A federal judge dismissed a lawsuit accusing McDonald’s of racial discrimination for steering Black franchise owners to underperforming stores.
In his decision, U.S. District Judge Harry Leinenweber said the plaintiffs failed to show McDonald’s executives or managers treated Black store owners differently from non-Black owners. Leinenweber added the plaintiffs also failed to show when the discrimination occurred.
“The court does not mean to imply that McDonald’s operations over the years have not been tainted by the brush of racism.” Still, historical discrimination did not justify the lawsuit, Leinenweber wrote, according to CNBC.
Two brothers, James and Darrell Byrd, who own four McDonald’s restaurants in Tennessee, accused the company of placing Black franchisees in economically undesirable inner-city locations with high security and insurance costs and below-average sales. The Byrd brothers also accused the fast-food giant of denying Black owners the same opportunities for growth and financial assistance it offered white owners.
Jim Ferraro, the lawyer for the Byrd brothers, has a similar lawsuit pending in Chicago on behalf of Black former franchisees. The two lawsuits sought damages that together could reach $4 billion.

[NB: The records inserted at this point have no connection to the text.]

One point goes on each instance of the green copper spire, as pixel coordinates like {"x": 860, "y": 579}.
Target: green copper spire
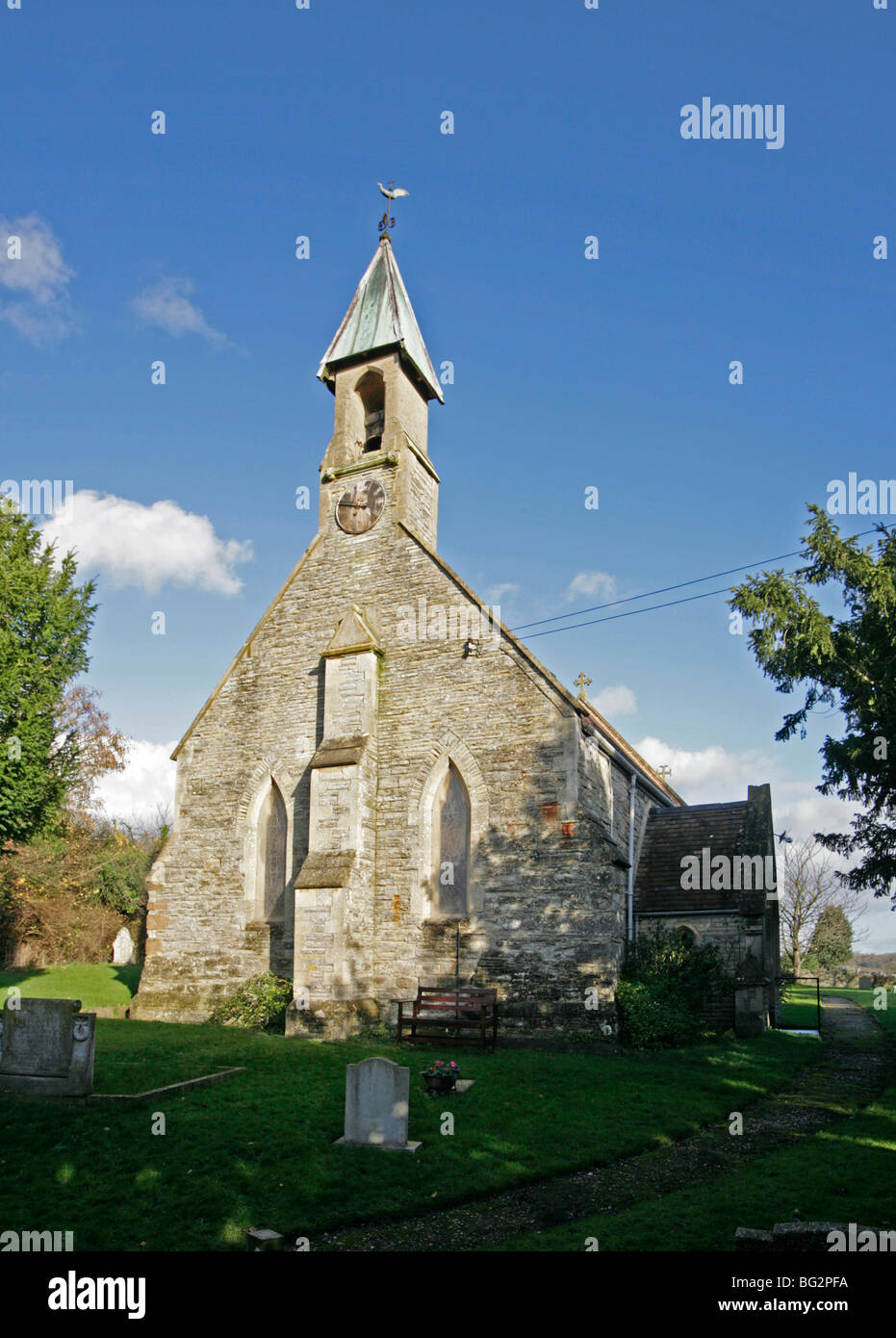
{"x": 378, "y": 319}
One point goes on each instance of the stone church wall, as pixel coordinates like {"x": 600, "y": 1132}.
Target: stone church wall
{"x": 549, "y": 909}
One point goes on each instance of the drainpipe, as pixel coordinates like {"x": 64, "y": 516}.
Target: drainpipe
{"x": 631, "y": 857}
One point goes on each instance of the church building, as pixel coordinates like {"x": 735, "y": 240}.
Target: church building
{"x": 387, "y": 788}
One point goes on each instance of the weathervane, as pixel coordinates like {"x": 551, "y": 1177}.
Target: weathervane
{"x": 391, "y": 192}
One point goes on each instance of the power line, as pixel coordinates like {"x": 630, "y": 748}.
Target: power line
{"x": 679, "y": 585}
{"x": 651, "y": 607}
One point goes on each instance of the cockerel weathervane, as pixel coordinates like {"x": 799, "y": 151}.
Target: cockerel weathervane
{"x": 391, "y": 193}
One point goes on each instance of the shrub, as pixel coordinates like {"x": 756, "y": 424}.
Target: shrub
{"x": 653, "y": 1018}
{"x": 260, "y": 1005}
{"x": 665, "y": 988}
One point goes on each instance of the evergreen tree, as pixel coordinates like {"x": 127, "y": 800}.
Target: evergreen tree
{"x": 44, "y": 627}
{"x": 844, "y": 662}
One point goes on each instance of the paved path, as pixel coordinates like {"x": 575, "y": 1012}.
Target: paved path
{"x": 852, "y": 1067}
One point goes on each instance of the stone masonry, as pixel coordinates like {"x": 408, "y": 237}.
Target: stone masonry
{"x": 356, "y": 693}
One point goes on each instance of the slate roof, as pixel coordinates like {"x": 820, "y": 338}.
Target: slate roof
{"x": 380, "y": 318}
{"x": 675, "y": 833}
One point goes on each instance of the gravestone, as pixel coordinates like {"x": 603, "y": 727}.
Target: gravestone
{"x": 123, "y": 947}
{"x": 47, "y": 1048}
{"x": 376, "y": 1105}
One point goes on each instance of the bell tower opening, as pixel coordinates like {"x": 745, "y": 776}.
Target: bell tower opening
{"x": 371, "y": 391}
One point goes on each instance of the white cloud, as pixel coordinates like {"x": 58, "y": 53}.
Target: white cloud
{"x": 591, "y": 582}
{"x": 144, "y": 546}
{"x": 167, "y": 305}
{"x": 38, "y": 277}
{"x": 617, "y": 702}
{"x": 146, "y": 785}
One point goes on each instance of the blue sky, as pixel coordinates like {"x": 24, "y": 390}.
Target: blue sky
{"x": 569, "y": 373}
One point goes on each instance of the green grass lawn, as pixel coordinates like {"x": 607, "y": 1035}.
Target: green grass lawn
{"x": 258, "y": 1148}
{"x": 96, "y": 985}
{"x": 843, "y": 1173}
{"x": 800, "y": 1006}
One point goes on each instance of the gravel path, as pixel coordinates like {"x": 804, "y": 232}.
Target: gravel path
{"x": 852, "y": 1067}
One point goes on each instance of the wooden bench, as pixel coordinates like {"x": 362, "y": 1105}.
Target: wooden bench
{"x": 467, "y": 1015}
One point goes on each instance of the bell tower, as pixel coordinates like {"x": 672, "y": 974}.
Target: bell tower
{"x": 378, "y": 370}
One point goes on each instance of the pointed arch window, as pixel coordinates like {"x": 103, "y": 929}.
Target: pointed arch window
{"x": 371, "y": 391}
{"x": 270, "y": 857}
{"x": 450, "y": 846}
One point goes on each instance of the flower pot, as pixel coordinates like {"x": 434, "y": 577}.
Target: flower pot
{"x": 439, "y": 1083}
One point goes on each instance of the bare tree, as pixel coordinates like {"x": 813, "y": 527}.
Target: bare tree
{"x": 810, "y": 888}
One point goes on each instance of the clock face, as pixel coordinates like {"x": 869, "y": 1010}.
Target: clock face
{"x": 360, "y": 506}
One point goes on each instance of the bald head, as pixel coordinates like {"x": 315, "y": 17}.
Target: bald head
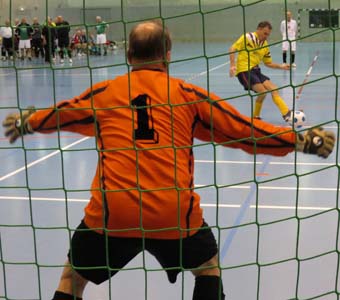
{"x": 149, "y": 41}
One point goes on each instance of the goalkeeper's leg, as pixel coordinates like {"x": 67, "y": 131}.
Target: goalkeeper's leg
{"x": 71, "y": 285}
{"x": 208, "y": 283}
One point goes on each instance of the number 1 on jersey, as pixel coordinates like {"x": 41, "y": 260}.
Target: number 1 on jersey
{"x": 145, "y": 126}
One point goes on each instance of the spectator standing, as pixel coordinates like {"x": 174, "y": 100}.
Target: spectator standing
{"x": 6, "y": 33}
{"x": 63, "y": 36}
{"x": 289, "y": 32}
{"x": 37, "y": 45}
{"x": 101, "y": 40}
{"x": 24, "y": 31}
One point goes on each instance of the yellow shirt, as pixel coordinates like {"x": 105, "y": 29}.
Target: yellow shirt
{"x": 251, "y": 52}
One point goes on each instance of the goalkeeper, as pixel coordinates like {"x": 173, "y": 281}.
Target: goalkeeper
{"x": 252, "y": 49}
{"x": 146, "y": 121}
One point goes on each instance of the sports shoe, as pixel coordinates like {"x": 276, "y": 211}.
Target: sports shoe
{"x": 288, "y": 116}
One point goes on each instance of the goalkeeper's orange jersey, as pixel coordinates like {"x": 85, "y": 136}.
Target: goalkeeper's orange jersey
{"x": 144, "y": 123}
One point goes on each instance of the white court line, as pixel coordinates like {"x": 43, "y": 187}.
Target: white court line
{"x": 42, "y": 159}
{"x": 214, "y": 205}
{"x": 239, "y": 162}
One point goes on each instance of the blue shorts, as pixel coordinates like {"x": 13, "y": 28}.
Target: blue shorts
{"x": 97, "y": 257}
{"x": 249, "y": 78}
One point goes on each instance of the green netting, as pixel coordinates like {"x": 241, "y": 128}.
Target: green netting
{"x": 293, "y": 263}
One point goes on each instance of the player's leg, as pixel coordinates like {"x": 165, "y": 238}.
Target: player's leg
{"x": 259, "y": 88}
{"x": 208, "y": 283}
{"x": 94, "y": 257}
{"x": 292, "y": 58}
{"x": 71, "y": 284}
{"x": 28, "y": 49}
{"x": 278, "y": 101}
{"x": 285, "y": 46}
{"x": 197, "y": 253}
{"x": 21, "y": 49}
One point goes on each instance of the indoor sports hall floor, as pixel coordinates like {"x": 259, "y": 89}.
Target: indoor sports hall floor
{"x": 287, "y": 246}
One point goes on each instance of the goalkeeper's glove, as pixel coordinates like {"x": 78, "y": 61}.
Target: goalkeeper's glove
{"x": 17, "y": 124}
{"x": 316, "y": 141}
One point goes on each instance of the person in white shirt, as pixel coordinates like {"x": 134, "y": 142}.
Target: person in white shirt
{"x": 7, "y": 41}
{"x": 289, "y": 41}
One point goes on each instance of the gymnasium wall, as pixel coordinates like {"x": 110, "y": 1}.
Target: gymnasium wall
{"x": 185, "y": 19}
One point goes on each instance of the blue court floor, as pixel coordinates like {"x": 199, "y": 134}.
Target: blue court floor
{"x": 276, "y": 219}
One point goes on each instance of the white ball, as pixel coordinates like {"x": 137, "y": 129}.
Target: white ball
{"x": 297, "y": 118}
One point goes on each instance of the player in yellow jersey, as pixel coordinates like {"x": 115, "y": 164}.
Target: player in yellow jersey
{"x": 143, "y": 195}
{"x": 252, "y": 49}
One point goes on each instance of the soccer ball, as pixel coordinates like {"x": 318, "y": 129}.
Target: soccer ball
{"x": 297, "y": 118}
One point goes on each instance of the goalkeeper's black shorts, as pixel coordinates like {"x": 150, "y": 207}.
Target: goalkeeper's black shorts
{"x": 97, "y": 257}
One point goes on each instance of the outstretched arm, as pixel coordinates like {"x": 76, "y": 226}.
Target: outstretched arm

Although Leinenweber dismissed their claim for good, the judge did say the Byrd brothers could amend the complaint. Ferraro said the brothers would amend the suit, according to Reuters.
McDonald’s has supported Black causes and actions, especially in the resurgence of the Black Lives Matter movement last summer. Last fall, the fast-food chain named Black female Tiffany Boyd as its chief people officer. McDonald’s has also recently teamed with actress La La Anthony and NASCAR driver Bubba Wallace to provide $500,000 in scholarships and a mentor program for college students.
Like many fast-food chains, McDonald’s is currently dealing with a national worker shortage and has pledged to raise its wages to $13 per hour. However, McDonald’s CEO Chris Kempczinski confirmed it’s testing an automated, voice-recognition-based drive-thru ordering system at 10 of its Chicago locations, which they plan to expand eventually.